Fastmail/DAV on KDE & Akonadi
The CalDAV and CardDAV services are my favourite bonus features of Fastmail. For 40 bucks a year I get hosted email, contacts and calendars. It’s the bits of Exchange I actually use, except delivered with open protocols, run by a reputable Australian company.
The sad thing is that client support is not widely available. Apple has extremely good integration on both iOS and OSX. Other companies are weird about it—for example, Google provides a CardDAV service for iOS users but Android requires third party apps to use CardDAV. Windows Phone supports CardDAV for Google but won’t let you type in your own server address. Some Fastmail users have worked around it by screwing around with an iCloud account type.
Earlier this week I set up a Linux workstation. I thought, surely KDE would have good support for CalDAV and CardDAV? It turns out it’s mostly there but it is a little rough. My status so far:
- KMail – works fine if you configure it right
- KAddressBook – works fine if you configure it right
- KOrganizer – write-only sync, i.e., doesn’t read events or changes from server. This seems to be an ongoing bug in KOrganizer.
Much of the information needed is available on Fastmail’s Server Names and Ports page.
KMail (IMAP/SMTP)
IMAP works as usual; you just need to be careful to use your full Fastmail login including domain as the username.
Initially KMail would not download any email from my main Inbox. Various folders were also missing. I fixed this by editing the IMAP account settings, going to the Advanced tab and unchecking Enable server-side subscriptions. Once I disabled it all my email downloaded.
After I set up my account I had to configure SMTP separately. It’s important to select the SSL option with port 465. Even though “SSL” is really TLS these days I think the TLS option refers to STARTTLS and it won’t work if you try to use it.
With this in place I can send and receive email. Hooray! But I still need my address book with all my contacts’ email addresses…
KAddressBook (CalDAV)
It’s not exactly obvious how to add a DAV resource. You can either do it through the Akonadi program itself or you can open KAddressBook, right click in the left-most pane and select Add Address Book…. What we need is a DAV Groupware Resource. Sounds enterprisey, hey. If asked, choose to Configure the resource manually.
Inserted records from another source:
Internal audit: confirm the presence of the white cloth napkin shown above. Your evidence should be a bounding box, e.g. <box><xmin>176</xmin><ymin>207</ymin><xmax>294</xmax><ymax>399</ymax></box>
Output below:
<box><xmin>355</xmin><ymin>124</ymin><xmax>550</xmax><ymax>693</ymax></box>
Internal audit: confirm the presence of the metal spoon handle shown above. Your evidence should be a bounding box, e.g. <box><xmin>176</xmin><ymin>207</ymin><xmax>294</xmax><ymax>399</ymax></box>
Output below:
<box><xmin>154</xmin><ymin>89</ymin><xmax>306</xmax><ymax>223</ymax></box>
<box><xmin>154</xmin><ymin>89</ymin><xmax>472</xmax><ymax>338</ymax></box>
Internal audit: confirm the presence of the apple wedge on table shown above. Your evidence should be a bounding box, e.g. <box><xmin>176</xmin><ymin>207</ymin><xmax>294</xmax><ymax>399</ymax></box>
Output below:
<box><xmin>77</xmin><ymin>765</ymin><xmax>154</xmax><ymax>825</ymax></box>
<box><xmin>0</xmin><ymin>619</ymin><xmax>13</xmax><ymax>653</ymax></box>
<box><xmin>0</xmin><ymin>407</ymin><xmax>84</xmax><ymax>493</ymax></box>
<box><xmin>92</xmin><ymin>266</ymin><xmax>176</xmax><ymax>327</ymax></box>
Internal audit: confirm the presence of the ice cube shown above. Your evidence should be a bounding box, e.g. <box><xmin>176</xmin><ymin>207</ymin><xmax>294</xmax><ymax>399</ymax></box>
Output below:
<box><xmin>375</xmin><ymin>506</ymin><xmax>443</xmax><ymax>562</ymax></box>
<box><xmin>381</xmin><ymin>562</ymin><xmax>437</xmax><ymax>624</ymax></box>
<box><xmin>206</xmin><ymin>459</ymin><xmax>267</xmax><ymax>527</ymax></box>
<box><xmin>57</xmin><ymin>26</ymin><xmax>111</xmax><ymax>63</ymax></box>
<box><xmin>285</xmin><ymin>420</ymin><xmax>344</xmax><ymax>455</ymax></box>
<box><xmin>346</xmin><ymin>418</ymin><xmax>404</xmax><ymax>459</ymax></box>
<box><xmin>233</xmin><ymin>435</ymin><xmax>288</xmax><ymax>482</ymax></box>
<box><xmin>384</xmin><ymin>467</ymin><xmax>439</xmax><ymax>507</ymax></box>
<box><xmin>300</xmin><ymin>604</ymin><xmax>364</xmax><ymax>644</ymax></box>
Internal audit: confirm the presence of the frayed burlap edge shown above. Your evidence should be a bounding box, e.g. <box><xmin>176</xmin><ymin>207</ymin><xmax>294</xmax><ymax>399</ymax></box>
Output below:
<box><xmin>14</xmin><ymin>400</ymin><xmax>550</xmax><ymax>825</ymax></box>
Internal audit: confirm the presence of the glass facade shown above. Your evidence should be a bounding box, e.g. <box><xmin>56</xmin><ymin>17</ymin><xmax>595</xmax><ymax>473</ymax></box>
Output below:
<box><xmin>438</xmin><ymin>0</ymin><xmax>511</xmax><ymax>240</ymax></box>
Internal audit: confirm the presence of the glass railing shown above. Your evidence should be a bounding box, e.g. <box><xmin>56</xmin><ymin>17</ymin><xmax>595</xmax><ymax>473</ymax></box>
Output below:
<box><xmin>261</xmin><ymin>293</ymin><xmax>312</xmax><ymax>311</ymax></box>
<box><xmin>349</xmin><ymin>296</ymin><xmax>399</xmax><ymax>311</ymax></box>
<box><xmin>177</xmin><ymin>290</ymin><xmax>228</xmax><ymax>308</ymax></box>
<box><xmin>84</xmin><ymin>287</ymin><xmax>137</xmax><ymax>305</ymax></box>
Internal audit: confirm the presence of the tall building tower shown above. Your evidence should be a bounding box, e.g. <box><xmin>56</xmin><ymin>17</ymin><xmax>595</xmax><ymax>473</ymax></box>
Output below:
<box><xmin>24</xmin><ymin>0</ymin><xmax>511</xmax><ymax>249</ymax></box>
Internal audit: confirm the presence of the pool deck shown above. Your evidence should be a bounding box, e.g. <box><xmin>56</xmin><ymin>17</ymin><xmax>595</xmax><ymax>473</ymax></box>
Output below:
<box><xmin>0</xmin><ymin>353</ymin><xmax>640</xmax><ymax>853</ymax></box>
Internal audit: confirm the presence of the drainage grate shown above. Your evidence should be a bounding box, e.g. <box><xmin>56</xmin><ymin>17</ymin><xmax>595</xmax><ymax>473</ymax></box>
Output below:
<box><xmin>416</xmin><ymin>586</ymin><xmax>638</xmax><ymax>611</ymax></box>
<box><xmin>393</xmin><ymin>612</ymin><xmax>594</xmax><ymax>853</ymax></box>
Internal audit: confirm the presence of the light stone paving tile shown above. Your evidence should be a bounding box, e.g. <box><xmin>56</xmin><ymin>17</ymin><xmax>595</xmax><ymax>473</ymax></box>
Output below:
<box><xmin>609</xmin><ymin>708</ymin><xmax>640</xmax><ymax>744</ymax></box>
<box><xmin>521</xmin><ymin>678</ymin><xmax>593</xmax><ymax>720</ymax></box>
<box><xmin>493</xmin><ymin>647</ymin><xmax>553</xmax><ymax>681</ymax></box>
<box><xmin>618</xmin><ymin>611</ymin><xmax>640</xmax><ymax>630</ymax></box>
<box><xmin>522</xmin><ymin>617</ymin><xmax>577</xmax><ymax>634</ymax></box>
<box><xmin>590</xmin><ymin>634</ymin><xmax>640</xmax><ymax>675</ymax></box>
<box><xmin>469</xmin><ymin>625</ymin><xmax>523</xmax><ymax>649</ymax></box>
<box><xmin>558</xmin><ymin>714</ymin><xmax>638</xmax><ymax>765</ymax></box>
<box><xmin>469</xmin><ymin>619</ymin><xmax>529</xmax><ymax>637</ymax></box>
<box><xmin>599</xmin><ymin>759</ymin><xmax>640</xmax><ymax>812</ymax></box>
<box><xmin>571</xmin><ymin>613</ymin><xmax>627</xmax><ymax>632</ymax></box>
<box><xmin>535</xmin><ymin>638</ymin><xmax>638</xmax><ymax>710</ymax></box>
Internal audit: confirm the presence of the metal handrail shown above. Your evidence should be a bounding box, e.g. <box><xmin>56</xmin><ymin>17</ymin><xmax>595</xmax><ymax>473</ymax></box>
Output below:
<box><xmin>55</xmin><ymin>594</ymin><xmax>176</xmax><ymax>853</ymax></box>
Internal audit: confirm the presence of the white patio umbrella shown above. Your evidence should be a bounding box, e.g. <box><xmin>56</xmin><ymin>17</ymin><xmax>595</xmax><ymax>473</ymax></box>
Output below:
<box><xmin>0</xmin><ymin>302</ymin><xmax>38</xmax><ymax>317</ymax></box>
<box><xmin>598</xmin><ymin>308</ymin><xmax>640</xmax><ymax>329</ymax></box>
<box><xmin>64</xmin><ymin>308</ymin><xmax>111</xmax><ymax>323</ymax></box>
The automatic discovery does not seem to work. When you enter the server URL you need to use one of the long ones Fastmail provides in the CardDAV section of their server information page. Remember to change username@domain.tld to whatever you normally use to log in to Fastmail.
There’s a button to Fetch collections. It won’t show much for CardDAV and it’s not needed. Just make sure the URL is right—in my case I was using my personal address book so it ended in /Default/
.
Now my contacts appear in KAddressBook and KMail. Any edits I make are synchronised in both directions. Superb.
KOrganizer (CalDAV)
I’m a little disappointed that I haven’t made this work fully. KOrganizer is connecting and uploading events but if it can’t download them it’s not much use to me.
The process is similar to CardDAV, though it isn’t documented so well on the Fastmail website. Open KOrganizer, right click on the bottom-left pane where Calendars are listed and select Add Calendar…. Again it is a DAV Groupware Resource.
Add a server with the following URL. Make sure to replace username@domain.tld with your actual Fastmail login.
https://caldav.messagingengine.com/dav/calendars/user/username@domain.tld/
This time you can use the Fetch button to list the calendars that you have configured on your account. Assuming you want to use all your calendars it doesn’t really matter. Just click OK. You will find that your list of Calendars now appears in that bottom-left pane in KOrganizer.
Creating events syncs fine. Deleting events syncs fine. If you delete the event on the Fastmail web interface KOrganizer continues to think it exists. You don’t ever see any events that were created elsewhere.
It just isn’t all that useful. Hopefully it will be fixed in a future release of Debian.
Certificate troubles
I ran into a strange issue while I was testing CalDAV—the DigiCert root certificate used by Fastmail was not trusted by KDE. I’m not sure whether this is a Debian Stable thing or a KDE thing. In any case the certificate definitely did not show up in KDE’s SSL Preferences.
If you get an error like this one from Akonadi you can download the root certificate in question directly from DigiCert.
I needed to convert it to PEM format before KDE would let me import it:
openssl x509 -in DigiCertSHA2HighAssuranceServerCA.crt -inform DER -text > DigiCert.crt
From there I was able to import it as a user-added certificate.